Looking at your code here:
lock (queue) {
if (queue.Count() > 0) {
res = queue.Dequeue();
}
}
You can, but I would not do this. You should never lock on the object itself, as you might be competing with other threads of code that will lock on the same object, including Queue<T>
itself (who could lock on this
).
So, at a minimum, you should create a dedicated lock object for each queue.
But, is there a reason that you aren't using ConcurrentQueue<T>
? That'd be the simplest solution, and moves the burden of getting it right to the Framework.
Upvotes: 1
Reputation: 1064184
The fact that it is an element in a dictionary is largely irrelevant - as long as it is a reference type (which Queue<string>
is) - then each queue, when fetched from the dictionary, is going to be the same object
instance each time. This means it will work perfectly reasonably with locking at the per-queue level.
So basically: yes, that should work fine - as long as the Enqueue
does the same per-queue locking. As Jon notes - whether you should do that is another question.
Personally, I'm still of the opinion that Monitor
should have been a non-static type, and that you could only lock Monitor
instances, rather than any object
.
Upvotes: 2
Reputation: 1503799
You can - but I generally wouldn't. Personally I usually attempt to lock on plain System.Object
instances which aren't used for anything else, and ideally aren't even exposed to any code other than the class locking on them. That way you can be absolutely sure that nothing else is going to lock.

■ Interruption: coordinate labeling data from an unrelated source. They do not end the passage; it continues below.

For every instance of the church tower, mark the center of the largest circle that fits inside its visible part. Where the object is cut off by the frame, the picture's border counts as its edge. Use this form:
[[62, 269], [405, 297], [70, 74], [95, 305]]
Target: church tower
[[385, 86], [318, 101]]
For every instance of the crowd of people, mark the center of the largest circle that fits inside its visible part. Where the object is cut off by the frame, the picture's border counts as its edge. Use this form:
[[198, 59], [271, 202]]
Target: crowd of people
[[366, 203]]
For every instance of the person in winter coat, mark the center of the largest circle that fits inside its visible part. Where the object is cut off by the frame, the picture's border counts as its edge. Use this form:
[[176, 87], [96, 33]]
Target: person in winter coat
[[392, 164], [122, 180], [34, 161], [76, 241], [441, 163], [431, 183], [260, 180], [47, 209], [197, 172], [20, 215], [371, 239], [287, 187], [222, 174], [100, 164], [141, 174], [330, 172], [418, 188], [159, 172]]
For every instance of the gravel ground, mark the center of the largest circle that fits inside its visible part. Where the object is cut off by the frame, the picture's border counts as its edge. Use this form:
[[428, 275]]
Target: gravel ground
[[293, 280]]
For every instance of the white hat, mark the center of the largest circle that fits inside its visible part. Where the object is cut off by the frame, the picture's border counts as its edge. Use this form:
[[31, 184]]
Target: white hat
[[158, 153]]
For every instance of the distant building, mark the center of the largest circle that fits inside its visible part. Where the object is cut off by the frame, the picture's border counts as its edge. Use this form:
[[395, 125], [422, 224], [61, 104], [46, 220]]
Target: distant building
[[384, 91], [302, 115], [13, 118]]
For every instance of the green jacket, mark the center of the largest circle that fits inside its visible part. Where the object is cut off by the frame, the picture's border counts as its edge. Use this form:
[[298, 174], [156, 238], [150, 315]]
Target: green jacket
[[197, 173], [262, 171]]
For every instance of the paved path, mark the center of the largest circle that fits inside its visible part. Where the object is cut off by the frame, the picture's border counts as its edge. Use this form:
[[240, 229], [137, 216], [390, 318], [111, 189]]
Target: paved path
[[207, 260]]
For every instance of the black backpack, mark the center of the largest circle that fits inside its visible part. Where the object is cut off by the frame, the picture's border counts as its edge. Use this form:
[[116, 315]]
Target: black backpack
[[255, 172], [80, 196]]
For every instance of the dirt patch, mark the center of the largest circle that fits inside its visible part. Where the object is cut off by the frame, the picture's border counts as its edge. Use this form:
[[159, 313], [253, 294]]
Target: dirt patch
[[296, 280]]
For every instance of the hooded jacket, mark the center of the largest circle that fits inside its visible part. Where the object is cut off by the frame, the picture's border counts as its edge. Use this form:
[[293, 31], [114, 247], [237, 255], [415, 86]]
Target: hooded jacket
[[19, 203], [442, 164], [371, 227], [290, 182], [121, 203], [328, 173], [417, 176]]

In this case it looks like you've got control over the queues so you know they won't be used by other code, but it's possible that the code inside Queue<T>
will lock on this
. That's probably not the case, but it's the kind of thing I would worry about.
Fundamentally, I wish that .NET hadn't taken Java's approach of "a monitor for every object" - I wish Monitor
had been an instantiable class.
(I assume you're only actually reading from the dictionary from multiple threads? It's not safe to use dictionaries for multi-threaded read/write.)